A sucessão de notícias, em particular nos últimos meses, sugere um andar do bêbado, meio aleatório, mas com um destino em mente. Na falta de um arcabouço teórico (ignorância minha, não que não exista um ou até vários), tento abrir um cofre, ora virando o disco numerado para um lado, ora para outro, às vezes parando em um número par, em outras, ímpar. Sem saber, no entanto, quantos passos tem a combinação completa e com incertezas a respeito do conteúdo preciso no interior do cofre. Assim vamos ao primeiro clique na sequência codificada.
“A ciência ainda não faz parte da cultura brasileira” é um artigo recente de Carlos Vogt e Mariluce Moura [I], que discute o imenso trabalho de comunicação que ainda precisa ser feito para defender a produção científica por aqui. Ciência é respeitada, mas de modo vago e poucos sabem nomes dos nossos cientistas ou de nossas instituições de pesquisa. O título do artigo remete a outro clique da combinação do cofre, o ensaio “As duas culturas” de Charles Pierce Snow, representante tanto das ciências naturais, era físico-químico, quanto das artes e humanidades, foi também romancista. O ensaio é de 1959, completando, portanto, 60 anos. A tese ali é de que a vida intelectual do Ocidente estaria dividida em duas culturas – as ciências e as humanidades –, divisão que seria um obstáculo para o enfrentamento dos grandes problemas do mundo. Apesar de levar a fama, Snow não foi original.
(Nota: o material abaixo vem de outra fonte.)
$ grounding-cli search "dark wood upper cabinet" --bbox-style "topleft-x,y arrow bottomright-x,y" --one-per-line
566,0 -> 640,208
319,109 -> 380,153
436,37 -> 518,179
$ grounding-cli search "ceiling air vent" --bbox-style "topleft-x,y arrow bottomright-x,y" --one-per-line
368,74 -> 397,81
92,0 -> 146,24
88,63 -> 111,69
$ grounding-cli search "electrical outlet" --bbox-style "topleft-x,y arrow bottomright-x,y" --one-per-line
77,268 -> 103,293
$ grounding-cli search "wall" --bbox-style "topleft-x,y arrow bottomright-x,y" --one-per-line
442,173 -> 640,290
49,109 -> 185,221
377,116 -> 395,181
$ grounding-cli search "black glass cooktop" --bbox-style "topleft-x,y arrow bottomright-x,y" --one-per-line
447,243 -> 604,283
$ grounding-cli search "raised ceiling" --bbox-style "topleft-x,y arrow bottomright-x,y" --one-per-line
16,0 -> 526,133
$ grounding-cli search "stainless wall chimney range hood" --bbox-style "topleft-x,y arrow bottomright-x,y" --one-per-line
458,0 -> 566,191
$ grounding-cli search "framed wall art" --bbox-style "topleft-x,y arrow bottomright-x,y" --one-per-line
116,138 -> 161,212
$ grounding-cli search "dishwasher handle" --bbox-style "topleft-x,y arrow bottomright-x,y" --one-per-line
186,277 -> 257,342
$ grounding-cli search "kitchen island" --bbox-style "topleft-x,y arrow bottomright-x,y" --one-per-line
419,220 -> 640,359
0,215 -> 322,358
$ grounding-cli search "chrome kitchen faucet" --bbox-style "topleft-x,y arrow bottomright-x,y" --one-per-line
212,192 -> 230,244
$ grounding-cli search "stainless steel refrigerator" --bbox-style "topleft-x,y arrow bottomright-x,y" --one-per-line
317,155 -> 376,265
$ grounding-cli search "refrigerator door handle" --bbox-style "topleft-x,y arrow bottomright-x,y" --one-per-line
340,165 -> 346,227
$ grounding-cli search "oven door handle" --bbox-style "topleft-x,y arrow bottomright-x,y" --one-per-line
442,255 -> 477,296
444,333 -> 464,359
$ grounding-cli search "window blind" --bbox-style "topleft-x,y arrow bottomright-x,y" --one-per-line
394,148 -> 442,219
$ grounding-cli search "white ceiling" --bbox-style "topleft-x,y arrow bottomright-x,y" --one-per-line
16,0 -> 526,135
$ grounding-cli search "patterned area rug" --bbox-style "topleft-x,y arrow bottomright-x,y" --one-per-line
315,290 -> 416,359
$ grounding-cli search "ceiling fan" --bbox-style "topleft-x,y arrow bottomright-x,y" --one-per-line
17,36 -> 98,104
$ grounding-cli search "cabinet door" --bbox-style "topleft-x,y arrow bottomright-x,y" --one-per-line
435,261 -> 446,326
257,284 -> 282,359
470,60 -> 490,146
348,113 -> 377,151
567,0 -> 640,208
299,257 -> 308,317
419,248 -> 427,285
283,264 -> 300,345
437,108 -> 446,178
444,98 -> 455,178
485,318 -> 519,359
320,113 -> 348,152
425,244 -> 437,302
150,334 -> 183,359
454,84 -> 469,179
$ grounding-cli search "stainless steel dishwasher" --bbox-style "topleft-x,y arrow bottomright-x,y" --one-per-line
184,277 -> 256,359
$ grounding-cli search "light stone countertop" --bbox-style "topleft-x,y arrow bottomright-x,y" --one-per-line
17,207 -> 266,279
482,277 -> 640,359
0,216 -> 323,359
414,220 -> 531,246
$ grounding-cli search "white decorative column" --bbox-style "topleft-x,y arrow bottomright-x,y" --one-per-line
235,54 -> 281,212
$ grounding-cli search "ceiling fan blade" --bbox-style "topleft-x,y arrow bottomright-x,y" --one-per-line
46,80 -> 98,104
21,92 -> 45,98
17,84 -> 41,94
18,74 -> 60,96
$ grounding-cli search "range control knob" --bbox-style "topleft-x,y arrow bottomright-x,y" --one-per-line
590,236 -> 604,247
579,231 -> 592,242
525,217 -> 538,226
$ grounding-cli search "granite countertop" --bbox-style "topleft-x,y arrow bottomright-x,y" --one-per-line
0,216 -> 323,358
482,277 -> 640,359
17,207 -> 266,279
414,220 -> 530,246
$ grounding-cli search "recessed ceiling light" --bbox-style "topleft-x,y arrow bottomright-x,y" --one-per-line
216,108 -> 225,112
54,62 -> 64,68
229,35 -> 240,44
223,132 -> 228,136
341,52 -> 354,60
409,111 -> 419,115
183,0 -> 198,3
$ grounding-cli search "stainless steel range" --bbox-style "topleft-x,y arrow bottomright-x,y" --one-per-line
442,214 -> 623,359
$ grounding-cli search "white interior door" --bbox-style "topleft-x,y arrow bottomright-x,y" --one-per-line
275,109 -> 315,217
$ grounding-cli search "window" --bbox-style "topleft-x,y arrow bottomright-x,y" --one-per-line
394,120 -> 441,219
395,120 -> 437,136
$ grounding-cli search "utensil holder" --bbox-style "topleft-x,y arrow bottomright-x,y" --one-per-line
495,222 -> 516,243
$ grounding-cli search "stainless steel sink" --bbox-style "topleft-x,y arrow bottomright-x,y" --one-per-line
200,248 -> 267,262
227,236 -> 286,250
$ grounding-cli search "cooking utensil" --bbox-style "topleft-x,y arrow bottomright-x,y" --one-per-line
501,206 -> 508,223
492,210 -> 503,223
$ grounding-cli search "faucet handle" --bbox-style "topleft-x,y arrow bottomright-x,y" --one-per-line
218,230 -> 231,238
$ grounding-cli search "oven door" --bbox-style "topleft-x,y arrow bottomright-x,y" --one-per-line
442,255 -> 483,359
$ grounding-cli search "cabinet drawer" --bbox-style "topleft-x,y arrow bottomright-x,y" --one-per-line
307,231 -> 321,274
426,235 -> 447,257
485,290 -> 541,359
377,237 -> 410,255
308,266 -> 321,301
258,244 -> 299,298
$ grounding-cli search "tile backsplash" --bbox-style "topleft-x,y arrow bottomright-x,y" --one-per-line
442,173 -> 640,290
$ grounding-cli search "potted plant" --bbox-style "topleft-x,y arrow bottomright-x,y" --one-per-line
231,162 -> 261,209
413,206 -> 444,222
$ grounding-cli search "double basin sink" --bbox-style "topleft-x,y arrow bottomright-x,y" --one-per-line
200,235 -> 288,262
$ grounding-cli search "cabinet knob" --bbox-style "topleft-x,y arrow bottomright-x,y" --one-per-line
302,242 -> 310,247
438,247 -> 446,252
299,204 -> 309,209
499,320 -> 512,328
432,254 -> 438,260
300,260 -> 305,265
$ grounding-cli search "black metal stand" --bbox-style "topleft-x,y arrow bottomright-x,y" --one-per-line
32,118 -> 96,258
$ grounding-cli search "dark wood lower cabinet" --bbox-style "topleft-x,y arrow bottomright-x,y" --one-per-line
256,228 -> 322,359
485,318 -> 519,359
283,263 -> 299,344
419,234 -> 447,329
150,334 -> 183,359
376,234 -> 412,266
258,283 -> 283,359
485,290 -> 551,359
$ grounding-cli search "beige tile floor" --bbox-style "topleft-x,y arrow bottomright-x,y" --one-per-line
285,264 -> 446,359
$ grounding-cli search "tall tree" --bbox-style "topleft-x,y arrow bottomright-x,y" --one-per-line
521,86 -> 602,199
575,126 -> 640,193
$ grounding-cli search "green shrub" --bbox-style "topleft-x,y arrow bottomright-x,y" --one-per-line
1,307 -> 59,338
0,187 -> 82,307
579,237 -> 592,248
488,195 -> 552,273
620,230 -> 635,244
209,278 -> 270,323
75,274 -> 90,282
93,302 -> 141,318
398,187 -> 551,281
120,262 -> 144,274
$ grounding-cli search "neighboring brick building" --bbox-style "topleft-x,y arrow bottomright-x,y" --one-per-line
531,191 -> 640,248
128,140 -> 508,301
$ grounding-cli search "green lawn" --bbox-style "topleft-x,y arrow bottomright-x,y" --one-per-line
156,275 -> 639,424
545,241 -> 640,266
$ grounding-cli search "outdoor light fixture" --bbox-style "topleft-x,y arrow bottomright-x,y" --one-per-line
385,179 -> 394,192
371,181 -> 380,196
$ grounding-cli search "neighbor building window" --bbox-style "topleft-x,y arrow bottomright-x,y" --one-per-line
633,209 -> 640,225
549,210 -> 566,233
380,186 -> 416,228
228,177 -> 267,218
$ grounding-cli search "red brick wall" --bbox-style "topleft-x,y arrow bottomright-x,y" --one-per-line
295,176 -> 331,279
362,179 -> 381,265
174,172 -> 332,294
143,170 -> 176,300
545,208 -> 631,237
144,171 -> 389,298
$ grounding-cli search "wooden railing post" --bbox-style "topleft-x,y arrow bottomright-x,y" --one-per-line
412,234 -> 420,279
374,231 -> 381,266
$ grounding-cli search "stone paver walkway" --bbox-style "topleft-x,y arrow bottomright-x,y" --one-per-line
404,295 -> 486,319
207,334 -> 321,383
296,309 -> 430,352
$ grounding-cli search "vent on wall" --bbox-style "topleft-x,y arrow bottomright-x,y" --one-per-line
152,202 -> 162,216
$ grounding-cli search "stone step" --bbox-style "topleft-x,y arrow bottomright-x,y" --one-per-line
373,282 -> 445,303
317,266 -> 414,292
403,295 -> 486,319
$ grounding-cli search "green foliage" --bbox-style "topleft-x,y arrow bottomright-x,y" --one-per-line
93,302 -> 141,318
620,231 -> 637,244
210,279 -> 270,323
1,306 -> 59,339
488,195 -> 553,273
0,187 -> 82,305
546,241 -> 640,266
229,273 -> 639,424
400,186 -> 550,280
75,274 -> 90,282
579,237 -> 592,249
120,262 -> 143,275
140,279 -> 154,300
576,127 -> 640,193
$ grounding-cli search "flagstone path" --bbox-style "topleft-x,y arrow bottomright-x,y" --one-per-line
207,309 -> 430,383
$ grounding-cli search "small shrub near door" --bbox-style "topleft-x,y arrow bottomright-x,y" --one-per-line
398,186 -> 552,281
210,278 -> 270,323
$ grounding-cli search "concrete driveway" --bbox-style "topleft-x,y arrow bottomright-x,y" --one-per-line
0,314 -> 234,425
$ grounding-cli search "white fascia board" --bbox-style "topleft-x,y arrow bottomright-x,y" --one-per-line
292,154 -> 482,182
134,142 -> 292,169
Em 1946, Karl Jaspers, filósofo e reitor chamado a reconstruir a Universidade de Heidelberg após a era nazista, escreveu um pequeno livro, “A ideia de Universidade”, onde se lê: “um ideal educacional no qual o humanismo e....as ciências naturais se juntam...para o enriquecimento mútuo não foi realizado.” Concordo com ambos, embora Jaspers seja mais propositivo e Snow, algo ressentido. Vejo isso no exemplo que ele coloca em seu ensaio:
“Muitas vezes eu me encontrei em reuniões com pessoas, que, pelos padrões da cultura tradicional, são consideradas altamente educadas e que expressam a menudo a incredulidade sobre a ignorância dos cientistas. Vez ou outra eu os tenho provocado e perguntado sobre quem poderia descrever a segunda lei da termodinâmica. A resposta era fria e negativa. No entanto, a pergunta seria equivalente a você já leu uma obra de Shakespeare?” [II]
O problema hoje e de 60 anos atrás parece ser o mesmo: a ciência não faria parte da cultura. Voltando alguns meses neste 2019, os ataques às ciências humanas em favor das “artes práticas” de “retorno imediato” sugeririam então uma vingança ao cânone tradicional, segundo Snow. Mas, em busca da combinação do cofre, temos a negação também das ciências naturais nas sucessivas censuras às pesquisas e dados do IBGE, Fiocruz e, agora, do INPE. Bem como das artes, no eufemístico ensaio de “filtro” na Ancine. Em resumo, não se trata de respeito a um cânone cultural do qual se deseja fazer parte, como discutido há mais de 60 anos; trata-se do desprezo ao patrimônio cultural como um todo, para também lembrar a investida contra as universidades, que têm a “função criativa de dominar e ampliar o patrimônio humano do saber e das artes em todas as suas formas”.
Esse conjunto de negações e censuras é também, portanto, em relação ao passado (patrimônio) e de como pensávamos o futuro (com a ajuda da ciência). O que se observa, então, é uma primazia do presente. Sintoma claro de um diagnóstico da pós-modernidade. Embora tenha ressalvas a essa agenda de pensamento, é acurada a descrição do terreno onde tudo o que acontece agora se tornou possível. Em suas várias vertentes, a ideia de pós-modernidade ou, como prefere Gilles Lipovetsky, hipermodernidade, o terreno é o da substituição de grandes ideias para um progresso histórico pela mera eficiência. O Estado recua, o papel regulador de contrapesos se esvai: “nesse contexto, as esferas mais diversas são o locus de uma escalada aos extremos, entregues a uma dinâmica ilimitada, a espiral hiperbólica.” [III] Pelo menos para as esferas que restaram.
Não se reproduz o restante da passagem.